In: Finance
A non negative NPV itself indicates that the value of net present value is to be zero.
Costs incurred = $78,000
This costs in incurred immediately i.e. it is incurred at the beginning.
Cost of capital is the return earned by company by investing in some investment. Cost of capital indicates that company will earn this return after investing in some specific risk.
Cost of capital = 6.6%
Now, we have to calculate how much is the minimum amount of dollar needs to be sold in order to get non negative NPV.

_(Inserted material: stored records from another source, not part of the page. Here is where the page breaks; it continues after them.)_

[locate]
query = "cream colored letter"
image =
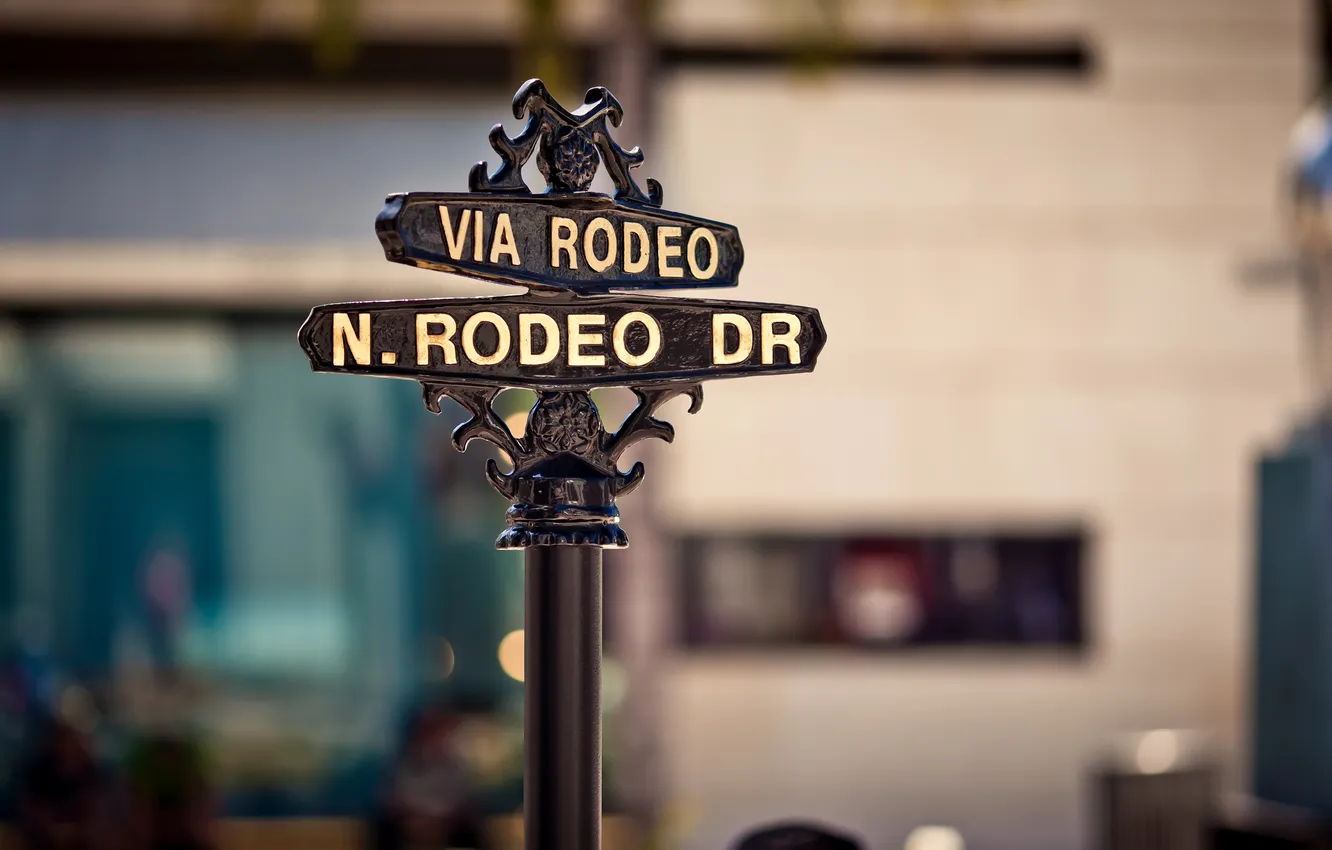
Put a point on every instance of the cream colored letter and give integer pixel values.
(502, 243)
(469, 339)
(454, 240)
(746, 343)
(577, 339)
(665, 252)
(529, 357)
(636, 232)
(654, 339)
(444, 340)
(786, 339)
(600, 225)
(345, 339)
(564, 243)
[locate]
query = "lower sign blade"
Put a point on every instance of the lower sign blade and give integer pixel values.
(562, 343)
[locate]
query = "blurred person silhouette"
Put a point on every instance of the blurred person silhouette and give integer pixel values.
(169, 794)
(795, 836)
(61, 796)
(428, 802)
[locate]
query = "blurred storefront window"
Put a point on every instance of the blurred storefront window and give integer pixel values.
(197, 538)
(885, 592)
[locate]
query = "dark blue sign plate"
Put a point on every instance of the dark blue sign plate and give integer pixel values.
(562, 343)
(586, 244)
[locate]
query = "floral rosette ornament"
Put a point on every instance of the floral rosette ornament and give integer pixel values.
(564, 423)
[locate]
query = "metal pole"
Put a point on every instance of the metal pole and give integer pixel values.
(562, 698)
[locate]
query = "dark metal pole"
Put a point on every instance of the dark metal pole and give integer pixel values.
(562, 698)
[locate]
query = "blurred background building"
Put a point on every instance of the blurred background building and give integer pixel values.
(1026, 224)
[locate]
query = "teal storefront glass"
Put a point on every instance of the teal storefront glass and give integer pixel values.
(197, 533)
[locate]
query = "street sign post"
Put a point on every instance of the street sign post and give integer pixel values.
(566, 336)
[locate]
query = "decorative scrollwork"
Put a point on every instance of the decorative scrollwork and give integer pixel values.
(568, 147)
(561, 424)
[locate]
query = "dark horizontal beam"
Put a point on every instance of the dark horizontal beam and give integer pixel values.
(95, 61)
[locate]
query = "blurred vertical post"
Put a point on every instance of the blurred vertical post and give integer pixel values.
(562, 698)
(641, 586)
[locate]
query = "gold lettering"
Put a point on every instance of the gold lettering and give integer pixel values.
(345, 339)
(504, 241)
(454, 240)
(786, 339)
(469, 339)
(665, 252)
(654, 339)
(691, 253)
(746, 339)
(442, 340)
(562, 243)
(636, 232)
(478, 233)
(577, 339)
(600, 225)
(529, 357)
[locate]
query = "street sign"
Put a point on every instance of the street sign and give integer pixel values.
(544, 343)
(585, 244)
(572, 248)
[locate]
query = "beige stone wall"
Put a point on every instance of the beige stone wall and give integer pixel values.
(1032, 299)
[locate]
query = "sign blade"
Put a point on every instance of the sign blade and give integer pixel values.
(562, 343)
(586, 244)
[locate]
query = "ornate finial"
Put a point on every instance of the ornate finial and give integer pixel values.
(565, 472)
(568, 147)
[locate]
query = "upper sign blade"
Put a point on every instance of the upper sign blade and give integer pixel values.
(585, 243)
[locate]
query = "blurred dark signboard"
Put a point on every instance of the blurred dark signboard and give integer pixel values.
(585, 244)
(545, 343)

It means if company invested $78,000 at the beginning at rate of return of 6.6%, how much it should earn so that it,s NPV should be non negative.
Calculation of NPV:
Let, Sale value be x dollar amount which is to be earned.
Year | Particulars | Discounting Factor | Discounted Amount (Present Value) |
0 | Immediate cost incurred = $78,000 | 1 | $78,000*1=$78,000 |
1 | Annual revenue earned= $x | 0.9381 | $x * 0.9381= 0.9381x |
Net present value being taken as zero as given.
Net present value = (-)$78000 + 0.9381x
0 = - $78,000+0.9381x
$78,000 = 0.9381x
$78,000/0.9381 = x
83146.79 = x
Therefore x = $83,146.79.
Hence we need to sell minimum $ 83,146.79 in order to get non negatuve NPV @ 6.6%.